Figure 12 shows according to one embodiment of the invention and carries out content-aggregated example with " new content service (Add servicefunction) " converging operation.The 1201st, the form that import information source " up-to-date movie news " back presents at the Mashup editing area, this information source derives from Google's " recent film projection time " website (http://www.google.cn/movies).Each sub-table in " content-aggregated form " all comprises " newly adding " 1202 and popup menu item " Add Service Function " 1203 thereof.The 1204th, the user clicks the dialog box that eject menu item 1203 backs, carries out the association of two Source I/O parameters in this dialog box.For example, the user selects " Google search " from current Source tabulation 1205, and selects the input value of " author " row 1206 conduct " Google search " input parameters " key word " in the active sheet.Nested tables 1207 has presented the result who carries out behind the aforesaid operations, has shown each author and the Search Results of this author on Google.
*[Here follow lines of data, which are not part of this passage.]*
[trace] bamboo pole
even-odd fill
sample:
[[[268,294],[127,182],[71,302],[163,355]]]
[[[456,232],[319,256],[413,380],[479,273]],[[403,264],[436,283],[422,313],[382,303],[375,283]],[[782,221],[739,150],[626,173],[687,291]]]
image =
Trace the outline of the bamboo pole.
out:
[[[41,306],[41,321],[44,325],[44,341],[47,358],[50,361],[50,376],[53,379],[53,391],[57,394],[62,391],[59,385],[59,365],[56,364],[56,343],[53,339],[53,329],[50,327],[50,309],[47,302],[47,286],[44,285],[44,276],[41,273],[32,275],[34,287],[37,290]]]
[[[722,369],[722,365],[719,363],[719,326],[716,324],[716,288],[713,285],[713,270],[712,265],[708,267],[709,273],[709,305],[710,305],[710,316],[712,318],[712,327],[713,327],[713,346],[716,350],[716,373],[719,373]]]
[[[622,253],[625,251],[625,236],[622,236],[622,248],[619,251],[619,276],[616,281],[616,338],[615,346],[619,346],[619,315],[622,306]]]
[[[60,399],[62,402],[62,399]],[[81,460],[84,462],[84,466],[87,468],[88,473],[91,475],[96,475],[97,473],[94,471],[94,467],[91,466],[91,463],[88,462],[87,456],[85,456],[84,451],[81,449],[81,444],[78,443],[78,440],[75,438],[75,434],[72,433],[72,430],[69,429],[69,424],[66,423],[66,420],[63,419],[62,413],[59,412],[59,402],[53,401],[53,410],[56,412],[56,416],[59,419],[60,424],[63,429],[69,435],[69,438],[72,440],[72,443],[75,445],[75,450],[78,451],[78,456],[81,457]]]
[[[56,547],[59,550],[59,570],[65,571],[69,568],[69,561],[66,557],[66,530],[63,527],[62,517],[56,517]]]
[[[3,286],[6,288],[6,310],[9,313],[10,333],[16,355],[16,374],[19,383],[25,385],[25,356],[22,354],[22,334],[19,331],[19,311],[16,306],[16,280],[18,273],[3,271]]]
Especially, content-aggregated form is configured to and can carries out arithmetic or character operation to one or more " row " in the active sheet by the mode of newly adding popup menu, and result of calculation is increased in the current content-aggregated form as new " row ".Figure 13 shows and clicks " newly adding " 1301 according to an embodiment of the invention, selects " Add Function " 1302, the Mashup counter 1303 that system ejected in the menu that ejects subsequently.This counter supports expression formula " to keep in ", clicks " M (Memory) " button 1304, can the expression formula of current expression formula text box 1305 the insides is temporary in text box 1306.Click newly-increased " keeping in " button 1307, can increase a text box, thereby help the operation expression of user flexibility ground structure based on " row " in order to " keeping in " expression formula.
Should be noted that and understand, under the situation that does not break away from the desired the spirit and scope of the present invention of accompanying Claim, can make various modifications and improvement the present invention of foregoing detailed description.Therefore, the scope of claimed technical scheme is not subjected to the restriction of given any specific exemplary teachings.